Pro-business message is popular, but skills shortage needs addressing.
The trade group techUK has offered muted praise at the return of the Conservative government in the general election, amid longstanding fears over the party’s stance on migration.
Speaking to CBR, the deputy CEO Antony Walker noted that the "pro-business, pro-entrepreneurship message" of the Tory campaign would be a source of encouragement for the British technology sector.
In particular he welcomed Help to Grow, a £1bn scheme which will see the government underwrite loans and co-invest in British start-ups, the continuation of research and development tax credits.
However techUK also raised concerns over the Conservative plans for reducing net migration, which has been one of the most controversial issues over the course of the last parliament.
"We have long called for the development of a smart migration policy that enables the tech sector to continue to grow and create high skilled jobs," Walker said.
"Only by attracting the best talent can the government deliver on its manifesto pledge to make the UK the technology centre of Europe.
"Sending a positive message to international talent, which fulfils the needs of UK firms, will be crucial – not only in alleviating immediate shortages, but also in securing the long term economic benefits that result from high-value technology jobs."
The Conservatives have been under pressure to reduce net migration, pledging to reduce it to "tens of thousands" in their manifesto before the general election, despite failing in the past to reduce it to the less ambitious target of 100,000 a year.

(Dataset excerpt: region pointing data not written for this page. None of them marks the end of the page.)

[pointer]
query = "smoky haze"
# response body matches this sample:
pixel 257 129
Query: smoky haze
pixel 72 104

However techUK have requested that the government add more digital roles to the shortage occupation list, which reduces the barriers to recruiting workers from abroad and has been recommended by the Migration Advisory Committee, an independent public body.
"The tech industry would take confidence from a positive response from Government in making it easier for start-ups and scale-ups to recruit Developers, Cyber Specialists and Big Data Analysts through their inclusion on the SOL," Walker said.